The Golden Era was a 19th-century San Francisco newspaper. The publication featured the writing of Mark Twain, Bret Harte, Charles Warren Stoddard (writing at first as "Pip Pepperpod"), Fitz Hugh Ludlow, Adah Isaacs Menken and Ada Clare. Stoddard recalled the newspaper as "the chief literary organ west of the Rocky Mountains".

The Golden Era began in 1852 as a weekly founded by Rollin Daggett and J. Macdonough Foard. In 1860 it was sold to James Brooks and Joseph E. Lawrence. In the spring of 1860, they hired Bret Harte as editor and he focused on making it a more literary publication. He had previously published his first poem in the Golden Era in 1857 and, in October of that same year, his first prose piece on "A Trip Up the Coast". Twain later recalled that, as an editor, Harte struck "a new and fresh and spirited note" which "rose above that orchestra's mumbling confusion and was recognizable as music".
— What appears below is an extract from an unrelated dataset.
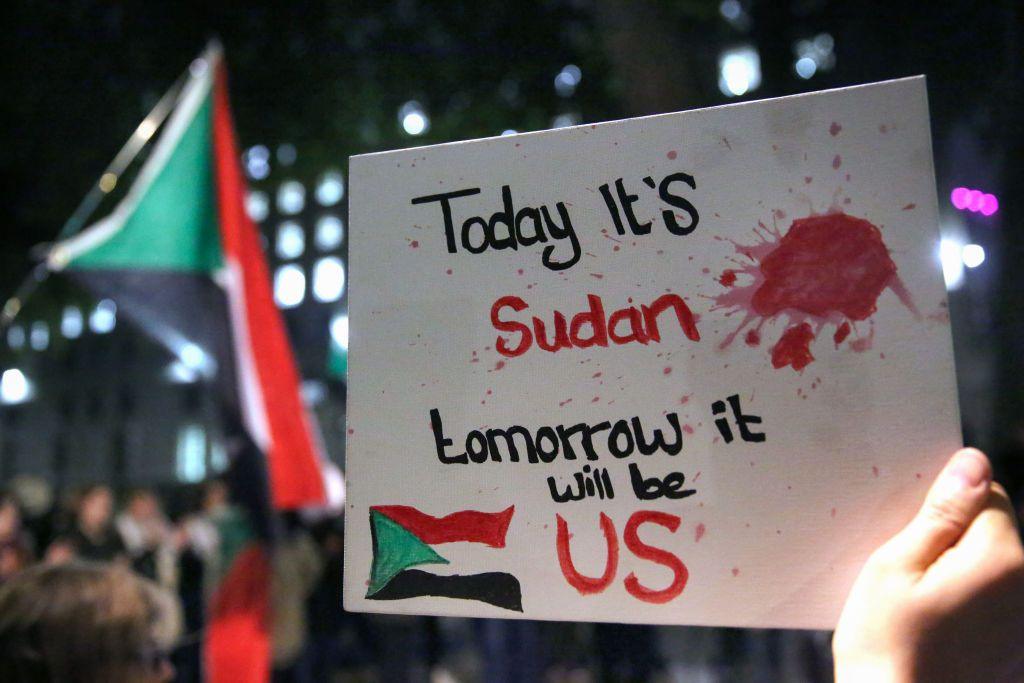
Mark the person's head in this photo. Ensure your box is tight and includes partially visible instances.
[203,479,228,512]
[78,484,114,531]
[0,562,174,683]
In the 1860s, New Yorker Charles Henry Webb became the highest paid contributor to the magazine. In his regular column at the end of 1863, he announced that he and Harte "determined to start a paper" of their own. The result was the Californian, begun in May 1864, with Webb as publisher and Harte as star contributor and occasional editor. For the rest of the decade, The Golden Era and The Californian were significant rivals.

Harr Wagner bought the weekly in 1882. In January 1886, Wagner changed to monthly publication, and hired Joaquin Miller as editor. Wagner married poet Madge Morris who was already a contributor, and her contributions became more numerous. In 1887, Wagner moved the periodical to San Diego, California—city officials enticed him with a $5,000 subsidy.

The office for The Golden Era was located on Clay Street.